Pundits, analysts, and fans listen, watch, and read about every trade rumor that comes across their computer screens, hoping their team's GM will strike a deal to help the winning cause.  One aspect of trades that goes overlooked by fans is the sacrifice made by players who are forced to move from one city to the next.  Although some players do not face any difficulties due to their young age and bachelor status, many players must leave a city they call home and worry about their family's future.

Let's go through a few examples.  The Mets recently traded 
Carlos Beltran across country to the San Francisco Giants.  Beltran had a no-trade clause in his contract allowing him to veto any preposed trade.  He used this clause to inform the Mets he would only accept a trade to an NL team contending for the playoffs.  His choices were professionally motivated, unrelated to personal matters.  Beltran cared little about moving from one coast to the other, putting winning above everything else.
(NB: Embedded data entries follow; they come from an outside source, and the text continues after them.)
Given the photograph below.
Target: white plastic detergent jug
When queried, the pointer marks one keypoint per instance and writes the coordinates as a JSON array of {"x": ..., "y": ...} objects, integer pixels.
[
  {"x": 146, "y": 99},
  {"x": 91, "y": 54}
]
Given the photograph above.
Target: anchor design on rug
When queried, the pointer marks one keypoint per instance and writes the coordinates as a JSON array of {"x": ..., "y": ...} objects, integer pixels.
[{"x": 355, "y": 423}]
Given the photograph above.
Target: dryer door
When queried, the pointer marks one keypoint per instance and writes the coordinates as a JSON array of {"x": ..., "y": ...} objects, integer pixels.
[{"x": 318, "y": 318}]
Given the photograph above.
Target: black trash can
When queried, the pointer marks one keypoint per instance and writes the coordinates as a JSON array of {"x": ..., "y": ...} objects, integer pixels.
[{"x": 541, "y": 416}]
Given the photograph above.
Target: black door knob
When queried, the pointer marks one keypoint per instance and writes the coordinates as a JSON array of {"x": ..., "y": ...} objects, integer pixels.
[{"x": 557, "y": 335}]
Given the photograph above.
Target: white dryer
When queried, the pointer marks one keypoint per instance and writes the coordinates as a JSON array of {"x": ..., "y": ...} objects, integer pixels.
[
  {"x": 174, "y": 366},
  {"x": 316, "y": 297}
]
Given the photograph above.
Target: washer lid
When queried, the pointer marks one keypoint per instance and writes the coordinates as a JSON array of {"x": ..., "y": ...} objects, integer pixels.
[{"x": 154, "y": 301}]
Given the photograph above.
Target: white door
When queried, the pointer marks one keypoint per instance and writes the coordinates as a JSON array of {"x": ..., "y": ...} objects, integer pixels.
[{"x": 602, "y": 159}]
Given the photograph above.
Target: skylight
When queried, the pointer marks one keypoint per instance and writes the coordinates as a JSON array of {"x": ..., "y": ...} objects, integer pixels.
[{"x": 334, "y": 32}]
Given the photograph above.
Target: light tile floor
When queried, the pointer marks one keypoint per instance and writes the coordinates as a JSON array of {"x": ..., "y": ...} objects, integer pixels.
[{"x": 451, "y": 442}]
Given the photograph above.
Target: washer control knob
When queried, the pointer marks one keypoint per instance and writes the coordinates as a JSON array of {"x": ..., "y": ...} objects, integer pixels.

Other players, like the Dodgers' 
Hiroki Kuroda, chose to invoke his no-trade clause in order to veto all trades, even a few scenarios that put him onto the Red Sox and Yankees.  Kuroda formerly pitched in Japan, but when he signed with the Dodgers, he moved his whole life to the United States.  His life would once again be turned upside down were he to move from Los Angeles to either Boston or New York.  Most would wonder why Kuroda would ever veto such a trade due to the Dodgers' abysmal season and financial troubles coupled with Boston and New York's strong desire to acquire him.  Kuroda chose family above winning, a choice that angers fans but does not baffle many players who understand such decisions. Being traded is akin to an army general being transferred from base to base requiring them to relocate their families.

As a Phillies fan, I have experienced the tension and joy that goes into making a big trade deadline acquisition.  Had I been a Red Sox or Yankees fan during the negotiations for Hiroki Kuroda, I would not have been pleased with his decision, but my opinion has recently changed.  Far too often we as fans see MLB players as chess pieces, easily sacrificed and exchanged, all towards the winning cause, but we overlook the fact that these players are men with families and responsibilities beyond baseball.  As fans we should have the right to boo a player for underperforming or refusing to be traded for purely superficial reasons, but not for refusing a trade due to personal reasons.  Although players make millions of dollars, and "trades are part of the game," these are not valid enough arguments to be made in favor of bashing a player for refusing a trade due to personal reasons.